Certificate substitution and snaps

#1

Trying to use snaps on Ubuntu Xenial in an environment where HTTPS traffic is going through an outbound proxy that does certificate substitution. The ca-certificates file on Ubntu is updated, and apt install is working.

However, the snap command still gives this error:

sudo snap install hello-world
error: cannot install “hello-world”: Get
https://search.apps.ubuntu.com/api/v1/snaps/details/core?channel=stable&fields=anon_download_url%2Carchitecture%2Cchannel%2Cdownload_sha3_384%2Csummary%2Cdescription%2Cdeltas%2Cbinary_filesize%2Cdownload_url%2Cepoch%2Cicon_url%2Clast_updated%2Cpackage_name%2Cprices%2Cpublisher%2Cratings_average%2Crevision%2Cscreenshot_urls%2Csnap_id%2Csupport_url%2Ccontact%2Ctitle%2Ccontent%2Cversion%2Corigin%2Cdeveloper_id%2Cprivate%2Cconfinement%2Cchannel_maps_list:
x509: certificate signed by unknown authority

How can I use snaps in such an environment?

#2

snapd re-execs itself into the core snap as execution environment … the core snap is a readonly squashfs, while it has the default ca-certificates pre-installed, there is no actual way of dynamically adding additional certificates to it …

this kind of touches

#3

Thank you for the explanation.

This is a severe limitation that impairs the use of software that is distributed only as snaps.
conjure-up would be a prominent open source example:

Is there a workaround (even if it requires snap post-deployment manual configuration)?

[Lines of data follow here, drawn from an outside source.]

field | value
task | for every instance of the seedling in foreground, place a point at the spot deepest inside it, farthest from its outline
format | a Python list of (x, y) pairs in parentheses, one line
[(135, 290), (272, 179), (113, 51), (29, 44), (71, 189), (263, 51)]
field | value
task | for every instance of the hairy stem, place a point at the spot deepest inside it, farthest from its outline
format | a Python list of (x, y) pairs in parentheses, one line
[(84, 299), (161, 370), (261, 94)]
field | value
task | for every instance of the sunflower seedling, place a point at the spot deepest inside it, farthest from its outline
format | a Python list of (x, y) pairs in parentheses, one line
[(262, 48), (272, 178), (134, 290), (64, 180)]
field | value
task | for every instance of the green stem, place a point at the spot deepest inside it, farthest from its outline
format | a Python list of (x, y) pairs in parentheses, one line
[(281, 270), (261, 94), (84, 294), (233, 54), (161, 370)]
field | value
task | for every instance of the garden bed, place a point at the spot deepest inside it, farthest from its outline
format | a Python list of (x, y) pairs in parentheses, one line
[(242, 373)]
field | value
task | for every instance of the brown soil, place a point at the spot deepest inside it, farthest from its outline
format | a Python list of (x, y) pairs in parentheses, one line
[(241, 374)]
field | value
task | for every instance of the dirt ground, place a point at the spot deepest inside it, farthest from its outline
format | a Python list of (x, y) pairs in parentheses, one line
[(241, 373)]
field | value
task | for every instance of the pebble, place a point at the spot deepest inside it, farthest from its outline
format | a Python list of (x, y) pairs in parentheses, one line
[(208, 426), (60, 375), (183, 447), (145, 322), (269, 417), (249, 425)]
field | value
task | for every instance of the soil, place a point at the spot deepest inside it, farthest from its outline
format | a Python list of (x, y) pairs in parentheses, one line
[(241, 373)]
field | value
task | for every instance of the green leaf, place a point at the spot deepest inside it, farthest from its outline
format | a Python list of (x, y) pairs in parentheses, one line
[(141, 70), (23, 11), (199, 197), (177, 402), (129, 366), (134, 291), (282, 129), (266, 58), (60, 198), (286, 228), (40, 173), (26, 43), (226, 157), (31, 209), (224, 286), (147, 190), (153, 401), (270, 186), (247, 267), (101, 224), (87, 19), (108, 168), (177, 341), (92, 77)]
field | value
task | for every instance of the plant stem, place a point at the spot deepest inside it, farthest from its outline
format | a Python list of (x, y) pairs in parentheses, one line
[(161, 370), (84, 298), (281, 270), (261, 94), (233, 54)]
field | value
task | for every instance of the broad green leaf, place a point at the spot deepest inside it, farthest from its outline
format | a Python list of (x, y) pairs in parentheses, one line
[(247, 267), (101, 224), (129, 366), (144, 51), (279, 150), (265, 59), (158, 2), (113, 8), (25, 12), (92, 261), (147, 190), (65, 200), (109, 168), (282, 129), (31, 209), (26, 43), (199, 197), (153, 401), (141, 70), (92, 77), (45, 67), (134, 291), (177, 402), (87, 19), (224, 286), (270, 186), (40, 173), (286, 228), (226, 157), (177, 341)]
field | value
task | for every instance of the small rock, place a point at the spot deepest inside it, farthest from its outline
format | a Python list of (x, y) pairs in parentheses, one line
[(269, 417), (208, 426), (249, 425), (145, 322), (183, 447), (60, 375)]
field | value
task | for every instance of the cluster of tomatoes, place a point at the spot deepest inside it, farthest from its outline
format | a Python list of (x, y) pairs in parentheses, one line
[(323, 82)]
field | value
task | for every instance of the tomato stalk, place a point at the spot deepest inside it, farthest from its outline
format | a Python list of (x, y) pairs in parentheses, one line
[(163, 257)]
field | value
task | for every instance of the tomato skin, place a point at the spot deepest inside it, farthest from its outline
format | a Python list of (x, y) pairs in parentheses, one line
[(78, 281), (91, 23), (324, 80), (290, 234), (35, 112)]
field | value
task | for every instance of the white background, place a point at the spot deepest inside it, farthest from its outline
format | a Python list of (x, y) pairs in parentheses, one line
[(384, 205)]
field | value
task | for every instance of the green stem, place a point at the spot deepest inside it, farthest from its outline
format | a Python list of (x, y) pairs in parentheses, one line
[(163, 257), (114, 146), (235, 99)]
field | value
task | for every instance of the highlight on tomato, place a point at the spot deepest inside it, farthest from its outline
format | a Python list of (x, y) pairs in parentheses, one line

Is it prioritized to alleviate this restriction upstream?

Thanks again!

#4

i’d actually ask on the other thread, not sure where this is going …

#5

I work in a facility that does deep packet inspection of all https traffic. This network security tool set is becoming more and more prevalent in corporate and government institutions. All traffic is decoded/inspected/recoded at the perimeter. On our workstations, we add the signing cert into our ca-certificates chain.

Since snaps bypasses the local CA chain, I’d like to know if we can add our local signing cert into the snaps ca chain. (I’ll ask this in the other thread, too.)

Thanks,
Kurt

#6

Like many other users I work in a corporate environment where we have our own CA root and PKI for internal applications. I attempted to use snap to install kurly (a curl substitute) but quickly found it didn’t work on any of our internal applications due to “x509: certificate signed by unknown authority”. I understand the goal of snap is to isolate applications, but I have no interest in re configuring every app I install to use a different set of trusted root CAs.

I was able to temporarily mount the existing root CA store on my Ubuntu system into the core package using:

sudo mount --bind --bind -o nodev,ro /etc/ssl/certs /snap/core/current/etc/ssl/certs/

This allows the kurly snap (and any others I install) to work until I restart the system.

As a stop gap until snap finds a way to manage root CA for all applications you can create a systemd mount file to run on startup:

$ cat <<-EOF | sudo tee /etc/systemd/system/snap-core-current-etc-ssl-certs.mount
[Unit]
Description=Mount unit to fix etc ssl certs in core package
After=snapd.service

[Mount]
What=/etc/ssl/certs
Where=/snap/core/current/etc/ssl/certs
Type=none
Options=bind,nodev,ro

[Install]
WantedBy=multi-user.target
EOF
$ systemctl enable snap-core-current-etc-ssl-certs.mount
#7

A related bug x509: certificate signed by unknown authority was closed as “won’t fix” with the comment: “Don’t try to man-in-the-middle snapd.” I’d say that it is not prioritized to alleviate this restriction upstream.

#8

I would just like to echo comments made by others. Proper certificate management within snaps is a must. Applications deployed as snaps must be able to trust user/admin/system provided CAs. Many enterprises have their own CAs; use case - OpenStack behind TLS (which is a typical environment these days), signed with company-wide CA. One can’t use k8s on that OpenStack because there is no way to push trusted CA into k8’s snaps.